Getting started¶
Gecos generates a color scheme by performing a Metropolis-Monte-Carlo optimization in color space. In short it means that the algorithm tries to assign colors to the symbols (e.g. amino acids), whose pairwise perceptual differences is proportional to the respective distances calculated from a substitution matrix.
There are dozens of different color spaces with RGB probably being the most common one. Despite its popularity, the RGB color space does not do well when it comes to perceptual uniformity: Changing an RGB color value by a particular amount does not result in a visual difference of the same amount. Due to this issue Gecos uses the CIE L*a*b* color space instead, that behaves perceptually approximately uniform.
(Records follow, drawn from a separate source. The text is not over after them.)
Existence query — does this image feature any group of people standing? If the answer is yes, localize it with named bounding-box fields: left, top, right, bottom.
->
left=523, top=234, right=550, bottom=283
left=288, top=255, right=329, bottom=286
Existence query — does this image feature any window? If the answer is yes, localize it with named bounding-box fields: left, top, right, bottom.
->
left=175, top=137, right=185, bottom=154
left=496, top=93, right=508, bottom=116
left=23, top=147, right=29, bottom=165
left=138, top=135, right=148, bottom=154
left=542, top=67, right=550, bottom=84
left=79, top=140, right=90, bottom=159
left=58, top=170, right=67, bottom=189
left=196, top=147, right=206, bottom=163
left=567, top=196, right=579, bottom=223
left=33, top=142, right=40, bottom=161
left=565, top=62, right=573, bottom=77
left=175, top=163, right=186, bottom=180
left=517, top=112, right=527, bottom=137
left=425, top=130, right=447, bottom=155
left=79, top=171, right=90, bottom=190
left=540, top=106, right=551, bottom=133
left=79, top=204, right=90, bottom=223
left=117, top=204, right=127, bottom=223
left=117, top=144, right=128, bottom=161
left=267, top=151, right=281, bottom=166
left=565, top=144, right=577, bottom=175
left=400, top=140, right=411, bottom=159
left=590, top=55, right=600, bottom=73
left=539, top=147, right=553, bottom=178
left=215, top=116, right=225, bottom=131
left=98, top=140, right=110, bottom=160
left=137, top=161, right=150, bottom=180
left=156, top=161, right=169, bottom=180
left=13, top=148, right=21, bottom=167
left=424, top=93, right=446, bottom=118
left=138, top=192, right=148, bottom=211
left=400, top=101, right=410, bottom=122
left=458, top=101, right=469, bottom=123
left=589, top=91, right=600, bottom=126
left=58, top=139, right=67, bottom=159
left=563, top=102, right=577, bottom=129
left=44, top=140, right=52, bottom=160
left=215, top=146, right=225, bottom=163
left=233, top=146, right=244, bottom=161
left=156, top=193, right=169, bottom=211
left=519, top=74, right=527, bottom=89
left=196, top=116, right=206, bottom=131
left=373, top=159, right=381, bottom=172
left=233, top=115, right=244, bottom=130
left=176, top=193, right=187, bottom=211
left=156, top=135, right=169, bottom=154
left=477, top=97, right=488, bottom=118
The color space consists of three components:
L* - The lightness of the color.
0
is completely black and100
is completely white.a* - The green-red component. Green is in the negative direction, red is in the positive direction.
b* - The blue-yellow component. Blue is in the negative direction, yellow is in the positive direction.
While values for a* and b* are not limited in either direction, only a small space is displayable and hence can be converted into RGB colors. Consequently the optimization process is also restricted to the displayable subspace. The following plots show the displayable a*b* space at two different L* levels. The gray area consists of L*a*b* values that cannot be converted into RGB space.
Installation¶
In order to use Gecos you need to have Python (at least 3.6) installed. Furthermore, the following Python packages are required:
biotite
numpy
matplotlib
scikit-image
If these prerequisites are met, Gecos is simply installed via
$ pip install gecos
Alternatively, Gecos can be installed via Conda:
$ conda install -c conda-forge gecos
Basic usage¶
The most simple invocation is simply
$ gecos
By default Gecos uses the BLOSUM62 matrix to generate a color scheme, which
is printed to console.
Alternatively, You can save the color scheme into a file via the -f
option.
The color scheme is printed in a Biotite compatible JSON format and will
look something like this:
{
"name": "scheme",
"alphabet": ["A","C","D","E","F","G","H","I","K","L"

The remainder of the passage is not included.